Future goals in this field include assessment of the intrapulmonary and extrapulmonary deposition to define and standardize the administration technique (i.e., whether it is necessary to adapt mechanical ventilation characteristics). Human lung deposition studies should be promoted as a “bridge” between in vitro and clinical efficacy studies [
78]. While pharmacokinetics studies are limited to the assessment of whole lung deposition, scintigraphic studies may help to assess the deposition of the aerosol in different locations from the ventilator circuit to the patient. Combining a high-resolution computed tomography (CT) scan with SPECT-CT acquisitions may provide essential information on anatomical regional lung deposition (lobar analysis). However, the radioactivity exposure should be discussed [
79]. Further studies are needed to test emerging devices (e.g., inspiratory synchronized nebulizers, dry powder inhalers and spacers), new drug formulations (e.g., inhalable liposome formulations or nanoparticles) and anti-infective agents (e.g., antibodies, phages).
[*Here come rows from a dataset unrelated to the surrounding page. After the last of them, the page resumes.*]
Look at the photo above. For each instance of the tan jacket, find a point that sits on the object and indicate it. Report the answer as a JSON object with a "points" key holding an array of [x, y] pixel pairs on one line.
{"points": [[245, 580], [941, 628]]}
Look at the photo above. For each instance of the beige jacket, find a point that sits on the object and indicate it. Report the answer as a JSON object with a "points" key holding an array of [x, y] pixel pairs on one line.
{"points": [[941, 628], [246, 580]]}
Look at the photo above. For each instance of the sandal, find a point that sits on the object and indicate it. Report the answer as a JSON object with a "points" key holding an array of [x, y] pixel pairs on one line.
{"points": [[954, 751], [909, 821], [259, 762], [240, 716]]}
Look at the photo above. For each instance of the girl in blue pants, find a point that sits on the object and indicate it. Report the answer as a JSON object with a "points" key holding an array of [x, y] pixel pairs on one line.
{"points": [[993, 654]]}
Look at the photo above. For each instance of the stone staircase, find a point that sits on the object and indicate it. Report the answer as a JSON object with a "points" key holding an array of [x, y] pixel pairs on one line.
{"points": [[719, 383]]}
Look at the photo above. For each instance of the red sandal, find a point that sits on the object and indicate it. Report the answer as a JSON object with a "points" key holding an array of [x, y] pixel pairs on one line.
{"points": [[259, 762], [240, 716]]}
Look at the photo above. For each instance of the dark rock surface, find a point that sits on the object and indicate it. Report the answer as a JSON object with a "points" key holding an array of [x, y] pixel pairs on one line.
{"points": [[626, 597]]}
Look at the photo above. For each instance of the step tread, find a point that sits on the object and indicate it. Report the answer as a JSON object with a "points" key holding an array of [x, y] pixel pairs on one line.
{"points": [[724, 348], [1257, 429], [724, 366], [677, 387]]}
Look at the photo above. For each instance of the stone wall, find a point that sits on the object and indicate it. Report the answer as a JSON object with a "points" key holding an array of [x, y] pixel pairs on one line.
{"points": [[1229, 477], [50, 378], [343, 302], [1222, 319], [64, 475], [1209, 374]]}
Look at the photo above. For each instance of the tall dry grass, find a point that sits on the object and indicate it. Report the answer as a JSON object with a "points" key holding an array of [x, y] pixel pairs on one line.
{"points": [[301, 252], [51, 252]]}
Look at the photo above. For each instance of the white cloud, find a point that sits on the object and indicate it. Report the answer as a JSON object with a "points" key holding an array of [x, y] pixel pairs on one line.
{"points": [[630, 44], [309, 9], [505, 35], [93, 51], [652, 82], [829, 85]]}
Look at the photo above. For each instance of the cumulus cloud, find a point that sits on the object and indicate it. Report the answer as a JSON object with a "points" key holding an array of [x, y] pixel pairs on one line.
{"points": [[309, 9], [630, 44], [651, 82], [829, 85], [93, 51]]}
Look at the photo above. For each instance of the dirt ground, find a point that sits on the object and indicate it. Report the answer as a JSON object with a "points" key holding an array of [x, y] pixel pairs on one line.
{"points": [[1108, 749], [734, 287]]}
Studies aimed at developing personalized medicine may offer the possibility to confirm the ability to reach the distal airways, especially in the pathologic area (healthy vs infected lungs or focal vs diffuse infections).
This systematic review has several limitations inherent to the heterogeneity of the studies. First, comparing lung delivery rates among studies is complicated due to variable characteristics known to influence aerosol delivery: the population (human vs animal, healthy lung vs pathologic change in the lung), the aerosol device, the aerodynamic or physicochemical properties of inhaled drugs and the deposition assessment methods [
6,
76]. Mechanical ventilation characteristics varied also among studies due to the evolution in the management of mechanically ventilated patients (ventilator settings and circuit) during the last 30 years and the absence of a standardized delivery technique. Second, the results from studies with small sample sizes are highly sensitive to confounding factors. The confounders were partially described and most studies did not calculate the needed sample size. The small sample size of the studies included in this review may have contributed to the variability in lung deposition observed in addition to these confounders.